Multiple Alignment (Lastz, Mauve)
Multiple Alignment is a method that is used for comparing more than 1 sequence. In this technique, multiple sequences coming from different samples are aligned and compared according to their differences.
p
Principal Coordinates Analysis (PCoA)
Also known as metric multidimensional scaling, PCoA indicates the (dis)similarities of objects in two-three-dimensional geometrical space (which is called as Euclidean space). The working principle is the fact that the assigned item has a location on the Euclidean space and the (dis)similarities are calculated in respect to species/items relative abundance. Interpretation of PCoA plot is mainly based on the system that if the assigned object closer to one another, those items shares more similarities than other items.
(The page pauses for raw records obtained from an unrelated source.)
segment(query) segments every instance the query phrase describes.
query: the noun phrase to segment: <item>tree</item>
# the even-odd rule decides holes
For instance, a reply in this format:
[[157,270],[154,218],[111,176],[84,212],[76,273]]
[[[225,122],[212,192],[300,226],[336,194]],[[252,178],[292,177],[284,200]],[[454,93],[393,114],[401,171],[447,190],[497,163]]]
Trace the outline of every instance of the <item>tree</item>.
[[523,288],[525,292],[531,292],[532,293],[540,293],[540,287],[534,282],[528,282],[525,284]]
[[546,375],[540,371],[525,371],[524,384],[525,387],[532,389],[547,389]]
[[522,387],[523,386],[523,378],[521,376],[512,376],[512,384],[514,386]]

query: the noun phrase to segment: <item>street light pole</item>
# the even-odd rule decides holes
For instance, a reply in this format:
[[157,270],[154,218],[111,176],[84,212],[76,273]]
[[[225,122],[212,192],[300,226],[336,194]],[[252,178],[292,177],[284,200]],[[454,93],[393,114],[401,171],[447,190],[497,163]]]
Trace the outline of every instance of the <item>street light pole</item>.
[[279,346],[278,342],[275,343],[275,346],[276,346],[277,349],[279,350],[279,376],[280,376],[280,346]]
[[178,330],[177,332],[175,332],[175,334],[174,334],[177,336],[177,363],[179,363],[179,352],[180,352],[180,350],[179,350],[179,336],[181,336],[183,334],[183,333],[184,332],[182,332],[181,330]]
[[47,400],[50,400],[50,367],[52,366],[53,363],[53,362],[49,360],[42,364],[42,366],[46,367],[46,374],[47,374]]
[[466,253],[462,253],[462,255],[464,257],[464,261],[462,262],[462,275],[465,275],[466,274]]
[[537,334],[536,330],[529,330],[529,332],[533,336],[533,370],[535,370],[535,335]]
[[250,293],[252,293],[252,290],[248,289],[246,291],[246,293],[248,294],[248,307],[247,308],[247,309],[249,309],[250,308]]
Quality metrics here refer to the metrics used to measure accuracy
in alignment. These metrics weigh the compatibility between the
query that is the subject of research and the corresponding segments
in the database.
Secondary Metabolites
They are compounds which do not affect the growth or reproduction
directly but contribute advantage to the organism for the selective
mechanisms. For example, a compound produced by the organism might
have an inhibitory effect on another organism with which they
compete. Secondary metabolites are the primary source of many
antibiotics and other medically important compounds.
Sequence Alignment
The arrangement of two representations of DNA or protein sequences
in such a way that the most similar elements are next to each other
is called alignment. Many bioinformatics-related jobs depend on
successful alignments.
Trimming (Trimmomatic)
The first step in a sequencing data analysis pipeline is read
trimming, which alters the read sequences generated by a sequencer.
The alterations it makes to the raw read sequences may have an
influence on all of the analysis pipeline’s following phases.